Bipolar disorder ‘frequent’ in depressive borderline personality disorder
medwireNews: Study results indicate that bipolar disorder (BD) may occur in up to half of individuals with co-existing borderline personality disorder (BPD) and depression.
Indeed, among a group of 5635 adults experiencing a current major depressive episode (MDE), BD was diagnosed in 48.8% of those with BPD (n=532).
However, BD occurred at a significantly lower rate of 29.7% among individuals without BPD (n=5103).
These findings, say Giulio Perugi (Clinica Psichiatrica Università Di Pisa, Italy) and co-authors, suggest that there is a need for physicians to assess patients with MDE and prominent borderline features for the presence of BD.
They add: "Correct identification of bipolarity in personality-disordered patients opens up the possibility that many BPD patients may benefit from pharmacological and psychological interventions that are of known benefit in BD."
The multinational study was conducted across 18 countries in Europe, Asia, and North Africa, and involved patients aged at least 18 years.

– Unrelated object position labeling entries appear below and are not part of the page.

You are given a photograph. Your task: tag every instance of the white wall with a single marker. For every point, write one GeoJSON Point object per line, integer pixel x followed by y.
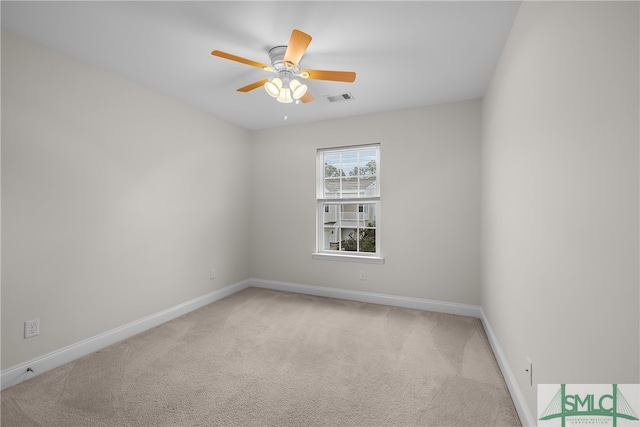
{"type": "Point", "coordinates": [430, 206]}
{"type": "Point", "coordinates": [116, 201]}
{"type": "Point", "coordinates": [560, 195]}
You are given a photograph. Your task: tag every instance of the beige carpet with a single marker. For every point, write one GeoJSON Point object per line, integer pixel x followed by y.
{"type": "Point", "coordinates": [269, 358]}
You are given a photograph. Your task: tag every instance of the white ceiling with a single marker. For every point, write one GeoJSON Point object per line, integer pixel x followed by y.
{"type": "Point", "coordinates": [405, 54]}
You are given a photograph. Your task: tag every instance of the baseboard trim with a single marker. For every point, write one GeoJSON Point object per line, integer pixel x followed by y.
{"type": "Point", "coordinates": [19, 373]}
{"type": "Point", "coordinates": [526, 418]}
{"type": "Point", "coordinates": [374, 298]}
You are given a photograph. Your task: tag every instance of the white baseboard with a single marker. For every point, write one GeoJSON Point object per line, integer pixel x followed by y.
{"type": "Point", "coordinates": [19, 373]}
{"type": "Point", "coordinates": [393, 300]}
{"type": "Point", "coordinates": [526, 418]}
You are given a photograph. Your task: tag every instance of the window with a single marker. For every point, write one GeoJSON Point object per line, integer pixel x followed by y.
{"type": "Point", "coordinates": [348, 197]}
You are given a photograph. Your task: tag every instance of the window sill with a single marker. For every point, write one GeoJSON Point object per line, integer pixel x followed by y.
{"type": "Point", "coordinates": [348, 258]}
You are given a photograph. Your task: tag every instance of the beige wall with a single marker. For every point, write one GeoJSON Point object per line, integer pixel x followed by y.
{"type": "Point", "coordinates": [430, 205]}
{"type": "Point", "coordinates": [116, 201]}
{"type": "Point", "coordinates": [560, 195]}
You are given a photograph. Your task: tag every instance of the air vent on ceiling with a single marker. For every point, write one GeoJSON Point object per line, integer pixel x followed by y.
{"type": "Point", "coordinates": [339, 98]}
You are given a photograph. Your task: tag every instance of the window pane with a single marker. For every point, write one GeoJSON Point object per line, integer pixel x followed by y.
{"type": "Point", "coordinates": [350, 163]}
{"type": "Point", "coordinates": [332, 166]}
{"type": "Point", "coordinates": [368, 240]}
{"type": "Point", "coordinates": [367, 163]}
{"type": "Point", "coordinates": [332, 188]}
{"type": "Point", "coordinates": [347, 223]}
{"type": "Point", "coordinates": [349, 227]}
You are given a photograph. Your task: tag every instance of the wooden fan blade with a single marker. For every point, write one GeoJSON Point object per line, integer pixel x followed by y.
{"type": "Point", "coordinates": [253, 86]}
{"type": "Point", "coordinates": [307, 97]}
{"type": "Point", "coordinates": [226, 55]}
{"type": "Point", "coordinates": [298, 44]}
{"type": "Point", "coordinates": [336, 76]}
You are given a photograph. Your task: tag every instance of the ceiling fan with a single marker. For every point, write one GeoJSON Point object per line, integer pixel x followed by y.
{"type": "Point", "coordinates": [285, 63]}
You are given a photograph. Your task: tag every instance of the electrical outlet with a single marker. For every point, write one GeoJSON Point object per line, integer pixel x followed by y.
{"type": "Point", "coordinates": [31, 328]}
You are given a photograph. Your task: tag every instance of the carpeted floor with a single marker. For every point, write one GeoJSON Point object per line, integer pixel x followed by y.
{"type": "Point", "coordinates": [269, 358]}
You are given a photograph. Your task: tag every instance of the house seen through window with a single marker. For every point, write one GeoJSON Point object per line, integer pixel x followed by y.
{"type": "Point", "coordinates": [349, 200]}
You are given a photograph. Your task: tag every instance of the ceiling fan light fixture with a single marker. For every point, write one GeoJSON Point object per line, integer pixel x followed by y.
{"type": "Point", "coordinates": [297, 89]}
{"type": "Point", "coordinates": [285, 96]}
{"type": "Point", "coordinates": [274, 87]}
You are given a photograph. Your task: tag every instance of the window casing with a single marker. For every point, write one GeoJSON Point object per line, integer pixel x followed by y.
{"type": "Point", "coordinates": [348, 201]}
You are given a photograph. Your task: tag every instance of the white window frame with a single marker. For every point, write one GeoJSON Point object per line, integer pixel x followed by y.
{"type": "Point", "coordinates": [323, 202]}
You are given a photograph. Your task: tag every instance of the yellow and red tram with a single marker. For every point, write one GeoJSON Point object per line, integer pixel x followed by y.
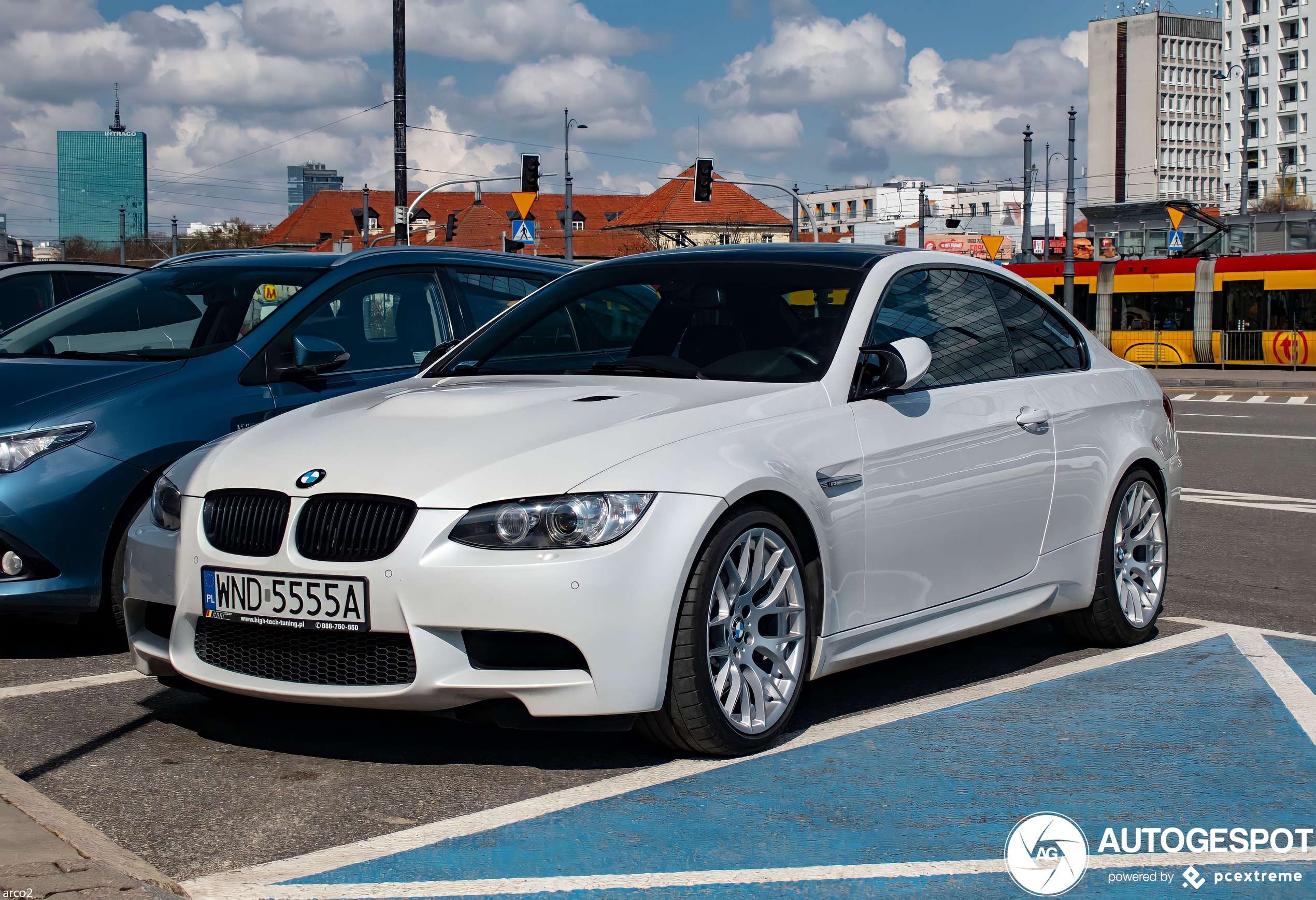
{"type": "Point", "coordinates": [1241, 311]}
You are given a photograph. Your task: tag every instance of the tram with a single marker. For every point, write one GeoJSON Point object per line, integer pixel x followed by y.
{"type": "Point", "coordinates": [1224, 311]}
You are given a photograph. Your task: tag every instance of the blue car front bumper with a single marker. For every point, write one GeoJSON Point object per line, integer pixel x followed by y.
{"type": "Point", "coordinates": [62, 507]}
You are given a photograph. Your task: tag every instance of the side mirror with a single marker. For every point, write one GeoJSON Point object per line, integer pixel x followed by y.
{"type": "Point", "coordinates": [890, 368]}
{"type": "Point", "coordinates": [316, 356]}
{"type": "Point", "coordinates": [432, 357]}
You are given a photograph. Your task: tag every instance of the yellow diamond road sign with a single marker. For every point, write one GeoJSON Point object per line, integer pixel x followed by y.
{"type": "Point", "coordinates": [523, 200]}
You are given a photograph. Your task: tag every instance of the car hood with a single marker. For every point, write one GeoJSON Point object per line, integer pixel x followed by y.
{"type": "Point", "coordinates": [461, 443]}
{"type": "Point", "coordinates": [36, 388]}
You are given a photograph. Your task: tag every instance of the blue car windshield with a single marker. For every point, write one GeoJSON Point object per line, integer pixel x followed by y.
{"type": "Point", "coordinates": [741, 322]}
{"type": "Point", "coordinates": [161, 314]}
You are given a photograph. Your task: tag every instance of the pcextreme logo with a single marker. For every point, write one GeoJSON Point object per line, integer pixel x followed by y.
{"type": "Point", "coordinates": [1047, 854]}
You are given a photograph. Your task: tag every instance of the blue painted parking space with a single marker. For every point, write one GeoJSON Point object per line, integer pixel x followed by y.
{"type": "Point", "coordinates": [1191, 741]}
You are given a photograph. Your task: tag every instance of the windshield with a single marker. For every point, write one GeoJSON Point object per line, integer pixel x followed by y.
{"type": "Point", "coordinates": [736, 322]}
{"type": "Point", "coordinates": [161, 314]}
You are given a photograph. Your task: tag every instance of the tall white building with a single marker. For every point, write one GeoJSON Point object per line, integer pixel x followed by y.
{"type": "Point", "coordinates": [1270, 42]}
{"type": "Point", "coordinates": [1156, 123]}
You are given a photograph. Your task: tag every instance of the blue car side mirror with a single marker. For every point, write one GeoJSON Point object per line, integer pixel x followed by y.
{"type": "Point", "coordinates": [316, 354]}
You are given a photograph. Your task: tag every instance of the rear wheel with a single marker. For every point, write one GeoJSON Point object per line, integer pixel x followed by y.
{"type": "Point", "coordinates": [1131, 574]}
{"type": "Point", "coordinates": [741, 648]}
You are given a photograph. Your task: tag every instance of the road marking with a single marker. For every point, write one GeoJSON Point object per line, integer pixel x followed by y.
{"type": "Point", "coordinates": [1290, 437]}
{"type": "Point", "coordinates": [69, 685]}
{"type": "Point", "coordinates": [1253, 500]}
{"type": "Point", "coordinates": [244, 882]}
{"type": "Point", "coordinates": [1283, 680]}
{"type": "Point", "coordinates": [652, 881]}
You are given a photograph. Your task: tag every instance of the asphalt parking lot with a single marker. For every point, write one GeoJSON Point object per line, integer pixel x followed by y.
{"type": "Point", "coordinates": [199, 786]}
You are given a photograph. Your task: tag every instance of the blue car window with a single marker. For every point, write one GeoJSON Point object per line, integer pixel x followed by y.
{"type": "Point", "coordinates": [165, 314]}
{"type": "Point", "coordinates": [384, 323]}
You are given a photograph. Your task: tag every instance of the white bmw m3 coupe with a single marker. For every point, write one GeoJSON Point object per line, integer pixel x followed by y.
{"type": "Point", "coordinates": [668, 491]}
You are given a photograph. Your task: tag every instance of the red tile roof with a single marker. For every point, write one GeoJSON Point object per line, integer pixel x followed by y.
{"type": "Point", "coordinates": [674, 206]}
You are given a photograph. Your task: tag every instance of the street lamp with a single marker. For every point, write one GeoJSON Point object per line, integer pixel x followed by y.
{"type": "Point", "coordinates": [1243, 127]}
{"type": "Point", "coordinates": [569, 225]}
{"type": "Point", "coordinates": [1285, 167]}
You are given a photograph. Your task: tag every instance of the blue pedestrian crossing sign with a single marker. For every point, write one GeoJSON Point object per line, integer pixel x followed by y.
{"type": "Point", "coordinates": [523, 230]}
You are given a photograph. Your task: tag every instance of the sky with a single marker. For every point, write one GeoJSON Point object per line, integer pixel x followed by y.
{"type": "Point", "coordinates": [798, 93]}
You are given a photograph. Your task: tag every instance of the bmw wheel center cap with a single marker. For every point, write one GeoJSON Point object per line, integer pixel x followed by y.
{"type": "Point", "coordinates": [312, 478]}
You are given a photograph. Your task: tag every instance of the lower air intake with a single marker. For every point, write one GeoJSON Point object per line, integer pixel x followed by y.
{"type": "Point", "coordinates": [306, 657]}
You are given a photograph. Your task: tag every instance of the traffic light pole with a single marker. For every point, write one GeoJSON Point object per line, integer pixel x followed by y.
{"type": "Point", "coordinates": [813, 222]}
{"type": "Point", "coordinates": [402, 229]}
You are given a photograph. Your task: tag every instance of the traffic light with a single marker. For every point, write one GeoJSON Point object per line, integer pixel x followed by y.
{"type": "Point", "coordinates": [703, 181]}
{"type": "Point", "coordinates": [531, 173]}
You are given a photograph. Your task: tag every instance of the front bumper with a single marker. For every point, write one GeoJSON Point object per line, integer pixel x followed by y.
{"type": "Point", "coordinates": [616, 604]}
{"type": "Point", "coordinates": [64, 505]}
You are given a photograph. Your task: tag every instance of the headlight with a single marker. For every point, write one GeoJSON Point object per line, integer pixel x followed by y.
{"type": "Point", "coordinates": [166, 504]}
{"type": "Point", "coordinates": [573, 520]}
{"type": "Point", "coordinates": [21, 448]}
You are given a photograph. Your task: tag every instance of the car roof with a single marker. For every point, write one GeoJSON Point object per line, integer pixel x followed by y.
{"type": "Point", "coordinates": [851, 256]}
{"type": "Point", "coordinates": [64, 264]}
{"type": "Point", "coordinates": [459, 256]}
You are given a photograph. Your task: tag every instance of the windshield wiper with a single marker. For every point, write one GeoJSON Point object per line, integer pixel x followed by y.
{"type": "Point", "coordinates": [635, 368]}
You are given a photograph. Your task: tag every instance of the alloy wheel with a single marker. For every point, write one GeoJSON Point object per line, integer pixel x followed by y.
{"type": "Point", "coordinates": [1139, 555]}
{"type": "Point", "coordinates": [757, 631]}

BD was defined according to DSM-IV-Text Revision, modified DSM-IV (without the use of the exclusion criteria included in DSM-IV- Text Revision) and bipolarity specifier criteria.
Of note, bipolarity specifier defines BD as an episode of elevated mood, an episode of irritable mood, or an episode of increased activity in the presence of at least three DSM-IV- Text Revision criteria.
Writing in Acta Psychiatrica Scandinavica, Perugi and colleagues say that the higher BD rate seen among patients with BPD than without BPD persisted, irrespective of the definition used for BD diagnosis.
Furthermore, BPD patients were younger than BPD-free patients and had higher rates of coexistent psychiatric conditions, such as psychotic symptoms, history of suicide, mixed states, and antidepressant-induced switch from depression to hypomania.
The authors say that the latter observation implies that BPD patients who present with MDE may not be suitable for antidepressant use as this may trigger a hypomanic episode.
However, they emphasize that further research is needed to confirm this hypothesis.